Monday, August 31, 2015

The superpower of teachers

I've always believed that few people impact on others as much as teachers. Good or bad, they can leave a deep impression that influences attitudes and behaviour, even years later.

Lesley-Anne and I have dedicated quite a few Danger Dan books to teachers - it's our way of publicly showing our gratitude. Since it's Teachers' Day this Friday, I thought it would be fitting to pay tribute to teachers in this post, specifically, two of Lesley-Anne's teachers who have been inspiring mentors in her writing journey.

The first is Ms Heng, Lesley-Anne's JC1 Lit teacher. This teacher basically grew Lesley-Anne's appreciation of Lit ten-fold with her intellectually stimulating lectures and tutorials. Apart from that, she intuitively understood Lesley-Anne's reflective temperament and encouraged her to express herself. When I first met her at the parent-teacher conference last year, I was struck by how she seemed to "get" Lesley-Anne, despite having taught her only for a few months.

Titbit: we dedicated Secrets of Singapore to her!

Here she is at her own book launch which she invited us to. She's a poet and writer herself and had published a book co-authored with three other writers.

The second teacher is Lesley-Anne's p6 English teacher, Ms Lee. There's a heart-warming backstory to this one. Before p6, Lesley-Anne actually found writing dreary, thanks no less to all those "model compositions" and the "good phrases" she was told to emulate. Bleaaah. Instant formula for killing the love of writing.

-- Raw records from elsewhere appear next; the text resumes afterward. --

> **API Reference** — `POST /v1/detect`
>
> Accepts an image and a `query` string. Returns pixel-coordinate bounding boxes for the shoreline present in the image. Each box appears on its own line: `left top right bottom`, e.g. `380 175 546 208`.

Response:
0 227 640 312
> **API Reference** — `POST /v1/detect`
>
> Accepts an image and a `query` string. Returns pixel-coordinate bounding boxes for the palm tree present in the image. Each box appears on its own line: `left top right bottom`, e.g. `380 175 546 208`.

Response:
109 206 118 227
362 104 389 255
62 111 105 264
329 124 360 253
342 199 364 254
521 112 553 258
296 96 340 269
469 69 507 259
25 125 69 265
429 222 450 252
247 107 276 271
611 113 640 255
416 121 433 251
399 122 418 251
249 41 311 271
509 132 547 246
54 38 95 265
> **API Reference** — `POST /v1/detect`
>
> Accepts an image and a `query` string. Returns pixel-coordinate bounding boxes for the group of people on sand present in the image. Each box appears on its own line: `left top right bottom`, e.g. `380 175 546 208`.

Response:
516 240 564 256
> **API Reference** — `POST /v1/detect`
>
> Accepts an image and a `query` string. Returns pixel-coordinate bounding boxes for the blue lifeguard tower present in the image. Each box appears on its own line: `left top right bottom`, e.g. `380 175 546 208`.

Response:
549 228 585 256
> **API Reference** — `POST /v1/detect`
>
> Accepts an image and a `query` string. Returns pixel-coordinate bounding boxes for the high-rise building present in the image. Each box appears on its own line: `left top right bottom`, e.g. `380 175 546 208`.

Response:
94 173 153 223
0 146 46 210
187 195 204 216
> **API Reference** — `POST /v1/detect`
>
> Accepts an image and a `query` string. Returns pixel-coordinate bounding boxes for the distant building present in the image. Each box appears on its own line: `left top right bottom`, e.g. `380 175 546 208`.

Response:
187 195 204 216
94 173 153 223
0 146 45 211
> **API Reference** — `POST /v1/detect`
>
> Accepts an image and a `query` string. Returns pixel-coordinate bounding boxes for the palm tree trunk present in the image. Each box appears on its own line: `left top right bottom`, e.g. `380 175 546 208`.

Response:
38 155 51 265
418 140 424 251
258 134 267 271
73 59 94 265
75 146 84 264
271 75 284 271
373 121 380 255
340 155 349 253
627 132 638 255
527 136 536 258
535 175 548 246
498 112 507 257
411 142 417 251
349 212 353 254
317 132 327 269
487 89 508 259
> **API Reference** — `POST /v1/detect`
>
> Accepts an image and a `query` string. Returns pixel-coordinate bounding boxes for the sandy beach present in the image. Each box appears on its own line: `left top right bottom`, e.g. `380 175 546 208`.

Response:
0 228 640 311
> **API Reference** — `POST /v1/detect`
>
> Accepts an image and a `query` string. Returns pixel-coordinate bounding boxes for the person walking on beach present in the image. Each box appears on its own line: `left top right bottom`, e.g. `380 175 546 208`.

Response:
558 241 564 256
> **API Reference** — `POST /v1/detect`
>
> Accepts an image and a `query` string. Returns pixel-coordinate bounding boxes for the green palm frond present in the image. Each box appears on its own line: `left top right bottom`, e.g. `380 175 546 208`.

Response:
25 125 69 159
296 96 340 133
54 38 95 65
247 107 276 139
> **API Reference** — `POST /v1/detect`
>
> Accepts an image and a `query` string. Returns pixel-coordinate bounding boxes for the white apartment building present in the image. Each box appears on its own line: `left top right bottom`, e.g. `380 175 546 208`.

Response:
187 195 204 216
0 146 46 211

Thankfully in p6, Ms Lee advised her to put aside the model compositions and to find her own voice. Even though Lesley-Anne's language use was much simpler than the generally preferred bombastic language at p6, Ms Lee recognised her potential and continued to encourage her efforts. From there, Lesley-Anne's love of writing bloomed and she developed her personal writing style, which till today, leans towards simplicity and clarity.

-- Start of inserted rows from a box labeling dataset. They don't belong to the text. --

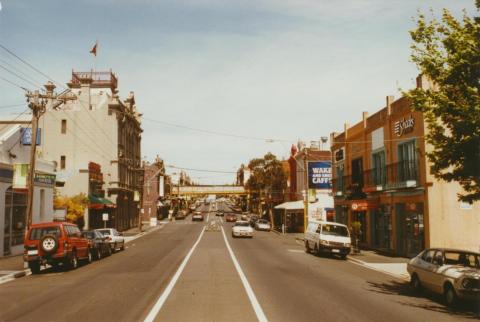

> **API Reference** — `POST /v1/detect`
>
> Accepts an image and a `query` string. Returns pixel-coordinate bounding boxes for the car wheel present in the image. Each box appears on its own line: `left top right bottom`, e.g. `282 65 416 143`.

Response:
28 261 40 274
305 241 311 254
410 274 422 294
443 284 457 306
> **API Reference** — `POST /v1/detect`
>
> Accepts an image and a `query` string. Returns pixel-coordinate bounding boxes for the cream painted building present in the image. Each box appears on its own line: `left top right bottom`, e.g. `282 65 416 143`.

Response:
0 121 55 257
39 72 142 230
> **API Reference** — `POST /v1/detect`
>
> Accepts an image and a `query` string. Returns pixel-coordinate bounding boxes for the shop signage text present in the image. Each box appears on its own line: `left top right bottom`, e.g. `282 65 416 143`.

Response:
308 161 332 189
394 115 415 136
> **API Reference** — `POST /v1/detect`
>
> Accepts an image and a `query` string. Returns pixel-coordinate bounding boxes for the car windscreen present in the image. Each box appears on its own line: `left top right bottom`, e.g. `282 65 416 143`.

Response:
82 231 95 239
322 224 348 237
444 251 480 268
30 226 60 240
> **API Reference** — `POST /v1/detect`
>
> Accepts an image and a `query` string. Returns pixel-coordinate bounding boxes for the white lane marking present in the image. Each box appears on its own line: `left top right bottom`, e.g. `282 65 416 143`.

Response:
221 226 268 322
144 226 205 322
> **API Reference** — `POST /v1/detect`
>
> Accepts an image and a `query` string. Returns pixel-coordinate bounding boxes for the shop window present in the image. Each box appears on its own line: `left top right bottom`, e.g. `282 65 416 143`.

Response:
62 120 67 134
398 141 418 182
60 155 67 170
3 187 27 255
372 151 387 185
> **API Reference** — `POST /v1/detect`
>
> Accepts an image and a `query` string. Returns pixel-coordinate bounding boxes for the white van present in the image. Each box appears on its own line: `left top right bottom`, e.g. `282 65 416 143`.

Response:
305 221 352 259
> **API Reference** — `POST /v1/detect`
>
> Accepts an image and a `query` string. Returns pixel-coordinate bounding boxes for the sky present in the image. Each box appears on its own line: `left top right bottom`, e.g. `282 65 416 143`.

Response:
0 0 475 184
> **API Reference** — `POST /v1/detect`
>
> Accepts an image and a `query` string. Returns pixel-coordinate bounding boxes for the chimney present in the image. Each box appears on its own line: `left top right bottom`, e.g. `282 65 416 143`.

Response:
387 95 395 116
362 112 368 128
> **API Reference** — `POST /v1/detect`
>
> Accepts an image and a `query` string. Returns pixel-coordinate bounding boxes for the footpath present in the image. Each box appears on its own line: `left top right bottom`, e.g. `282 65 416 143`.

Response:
274 231 410 281
0 221 168 284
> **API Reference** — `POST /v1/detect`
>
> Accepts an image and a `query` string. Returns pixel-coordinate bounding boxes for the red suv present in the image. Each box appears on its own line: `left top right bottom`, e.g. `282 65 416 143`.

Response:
23 222 92 274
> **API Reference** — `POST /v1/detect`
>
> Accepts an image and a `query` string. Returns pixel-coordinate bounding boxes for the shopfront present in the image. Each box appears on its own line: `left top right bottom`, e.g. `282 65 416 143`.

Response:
395 202 425 257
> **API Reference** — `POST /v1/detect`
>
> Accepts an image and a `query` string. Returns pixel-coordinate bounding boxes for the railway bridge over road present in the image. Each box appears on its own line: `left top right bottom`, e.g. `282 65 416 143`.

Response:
170 186 247 196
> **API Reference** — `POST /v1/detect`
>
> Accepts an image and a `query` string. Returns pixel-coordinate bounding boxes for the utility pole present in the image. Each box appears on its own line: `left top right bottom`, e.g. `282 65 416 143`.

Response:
25 82 76 230
303 148 308 233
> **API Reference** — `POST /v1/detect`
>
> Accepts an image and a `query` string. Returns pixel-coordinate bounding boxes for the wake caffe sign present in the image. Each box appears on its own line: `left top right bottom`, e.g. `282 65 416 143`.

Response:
393 115 415 136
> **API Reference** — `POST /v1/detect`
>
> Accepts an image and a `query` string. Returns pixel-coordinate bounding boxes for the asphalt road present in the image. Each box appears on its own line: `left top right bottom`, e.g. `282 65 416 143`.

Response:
0 203 479 321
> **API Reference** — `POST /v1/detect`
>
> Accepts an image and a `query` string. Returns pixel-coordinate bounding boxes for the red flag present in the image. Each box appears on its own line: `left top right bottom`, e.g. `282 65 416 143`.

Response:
90 43 98 57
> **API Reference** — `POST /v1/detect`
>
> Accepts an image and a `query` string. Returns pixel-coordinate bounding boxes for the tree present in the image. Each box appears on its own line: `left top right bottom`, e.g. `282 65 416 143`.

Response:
405 0 480 203
53 193 89 228
245 152 287 222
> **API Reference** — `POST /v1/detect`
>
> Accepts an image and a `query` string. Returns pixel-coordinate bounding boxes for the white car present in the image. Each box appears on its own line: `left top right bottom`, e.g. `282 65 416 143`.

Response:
255 219 272 231
407 248 480 305
305 220 352 259
232 220 253 238
95 228 125 252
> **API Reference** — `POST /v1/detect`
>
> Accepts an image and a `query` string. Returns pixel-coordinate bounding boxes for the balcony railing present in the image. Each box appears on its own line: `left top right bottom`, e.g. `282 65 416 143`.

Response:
332 160 419 195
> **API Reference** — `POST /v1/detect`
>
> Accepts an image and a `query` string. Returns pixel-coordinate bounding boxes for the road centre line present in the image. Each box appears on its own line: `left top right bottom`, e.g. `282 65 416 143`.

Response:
144 226 205 322
221 226 268 322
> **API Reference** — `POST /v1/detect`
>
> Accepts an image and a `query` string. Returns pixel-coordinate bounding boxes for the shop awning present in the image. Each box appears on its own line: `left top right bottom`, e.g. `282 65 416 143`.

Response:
88 195 116 209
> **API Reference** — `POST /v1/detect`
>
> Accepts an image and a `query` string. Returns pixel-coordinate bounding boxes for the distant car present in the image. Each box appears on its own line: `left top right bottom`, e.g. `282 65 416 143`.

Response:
255 219 272 231
407 248 480 306
192 211 203 221
232 220 253 238
95 228 125 253
23 222 92 274
175 210 187 220
82 230 112 260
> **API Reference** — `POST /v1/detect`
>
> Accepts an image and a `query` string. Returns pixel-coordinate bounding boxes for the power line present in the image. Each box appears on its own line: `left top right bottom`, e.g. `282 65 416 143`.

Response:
0 76 29 92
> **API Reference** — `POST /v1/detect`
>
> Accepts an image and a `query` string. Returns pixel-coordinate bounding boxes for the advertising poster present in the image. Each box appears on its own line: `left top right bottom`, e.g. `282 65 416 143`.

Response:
308 161 332 190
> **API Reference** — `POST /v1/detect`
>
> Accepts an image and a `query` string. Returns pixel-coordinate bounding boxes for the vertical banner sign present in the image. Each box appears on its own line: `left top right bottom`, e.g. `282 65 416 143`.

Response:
12 163 28 189
158 176 165 197
308 161 332 190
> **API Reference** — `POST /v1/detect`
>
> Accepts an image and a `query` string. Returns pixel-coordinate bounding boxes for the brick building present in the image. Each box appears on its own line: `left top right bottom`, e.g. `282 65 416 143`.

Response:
331 77 480 257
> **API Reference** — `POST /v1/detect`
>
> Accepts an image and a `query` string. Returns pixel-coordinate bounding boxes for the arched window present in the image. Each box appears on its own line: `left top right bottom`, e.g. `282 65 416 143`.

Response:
3 187 27 255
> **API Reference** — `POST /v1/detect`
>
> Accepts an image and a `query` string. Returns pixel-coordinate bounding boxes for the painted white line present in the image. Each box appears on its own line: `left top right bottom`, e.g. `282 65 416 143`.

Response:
221 226 268 322
348 259 410 282
144 226 205 322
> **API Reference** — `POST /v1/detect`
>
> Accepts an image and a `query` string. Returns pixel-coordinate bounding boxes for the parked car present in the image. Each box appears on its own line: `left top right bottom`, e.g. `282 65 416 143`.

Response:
407 248 480 306
232 220 253 238
95 228 125 253
305 221 352 259
24 222 92 274
175 210 187 220
247 215 260 227
255 219 272 231
192 211 203 221
225 213 237 222
82 230 112 260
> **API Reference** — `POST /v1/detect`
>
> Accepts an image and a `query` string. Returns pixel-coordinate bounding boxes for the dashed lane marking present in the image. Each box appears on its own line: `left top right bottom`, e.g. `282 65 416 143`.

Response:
144 226 205 322
221 226 268 322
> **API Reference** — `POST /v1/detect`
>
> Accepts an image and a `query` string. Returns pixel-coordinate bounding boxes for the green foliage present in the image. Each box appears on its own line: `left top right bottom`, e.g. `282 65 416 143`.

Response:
53 193 89 223
405 0 480 202
245 152 287 194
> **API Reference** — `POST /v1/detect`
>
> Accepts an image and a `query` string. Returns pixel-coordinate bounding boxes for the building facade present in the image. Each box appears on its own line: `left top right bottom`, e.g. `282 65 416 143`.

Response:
39 71 142 231
0 121 55 257
331 78 480 257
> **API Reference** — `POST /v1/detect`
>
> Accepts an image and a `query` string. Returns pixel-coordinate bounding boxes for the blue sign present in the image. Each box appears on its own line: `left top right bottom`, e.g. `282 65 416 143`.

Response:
21 128 41 145
308 161 332 189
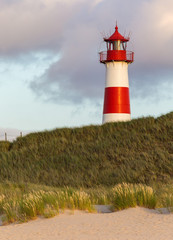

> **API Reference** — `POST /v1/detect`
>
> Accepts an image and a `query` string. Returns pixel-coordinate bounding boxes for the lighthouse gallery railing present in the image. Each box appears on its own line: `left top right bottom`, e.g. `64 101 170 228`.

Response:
99 50 134 63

Lesley-Anne credits Ms Lee in her school talk when she speaks about her writing journey. However, we had long lost touch with Ms Lee as she had left Lesley-Anne's primary school and we didn't know where she had gone.

Then in July, we conducted a talk at North Vista Primary School. After the talk, a teacher excitedly bounded onto the stage. It was Ms Lee! What serendipity! It was a very special moment for both of them.

These are just two teachers who made a difference in Lesley-Anne's life. We have the opportunity to thank them publicly through our books and our talks, but there are many, many more students whom I'm sure are privately thanking teachers for their own lives and successes. The teachers who disregarded their own safety to protect their students during the Sabah earthquake earlier this year come to mind.

For this, I would like to wish all teachers a very heartfelt and happy Teachers' Day. May your work continue to inspire and bless those who cross your path.